Brilliant Planet has raised $26.7 million from Union Square Ventures, Toyota Ventures, and other investors and grants. The startup is set to bring in more money next year to fund expansion from its seven-acre Moroccan facility to an adjacent space 10 times larger.
It has identified roughly 300,000 square miles of space around the globe with the right conditions—flat desert land near windy coastlines—to host its algae pools, which could suck 3 billion metric tons of carbon out a year, according to the company’s calculations.
To date, seaweed harvesting hasn’t had nearly that sort of impact. Recent research in Current Biology found all the aquaculture efforts currently in place “extremely unlikely” to offset ongoing pollution from the agriculture industry. Also, many sequestration projects struggle to bury carbon they extract without using hefty resources, said Halley Froehlich, an assistant professor at the University of California, Santa Barbara, who worked on the Current Biology paper. “Ultimately, what we find is it actually creates more emissions, not less,” she said.

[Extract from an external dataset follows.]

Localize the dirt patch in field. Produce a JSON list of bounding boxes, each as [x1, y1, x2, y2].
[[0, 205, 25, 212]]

Adam Taylor, Brilliant Planet’s chief executive officer, said his company avoids this problem through its methods. It uses the sun to dry its algae before burying it in the shallow ground, instead of relying on industrial dryers or dump trucks. Emissions from the process are “close to negligible,” Taylor added. The company is currently in the process of getting its methods certified by a third party.
Even if it can remove its targeted amount of carbon, a bigger challenge will be finding a steady flow of customers. To start, Brilliant Planet will tap the voluntary carbon market, going after companies willing to shell out around $100 for a ton of removed carbon. Taylor said the company has a few dozen “high priority customers” lined up, although he declined to name them. While some major companies have pledged to pay for “high-quality” offsets, many continue to operate in the existing carbon markets, which have yet to certify methods like seawater capture.
Still, Brilliant Planet is counting on an expanding market. Initially, the company planned to sell its harvested algae as food, such as egg white substitute or vegan caviar, setting up locations in South Africa and Oman to grow algae for this purpose. Taylor and Jovine decided to abandon this effort, and the locations, because of high logistical costs. For now, they’re focused on the ponds in Morocco.
“It’s hard enough getting one site done,” said Jovine. “We’re just still a startup.”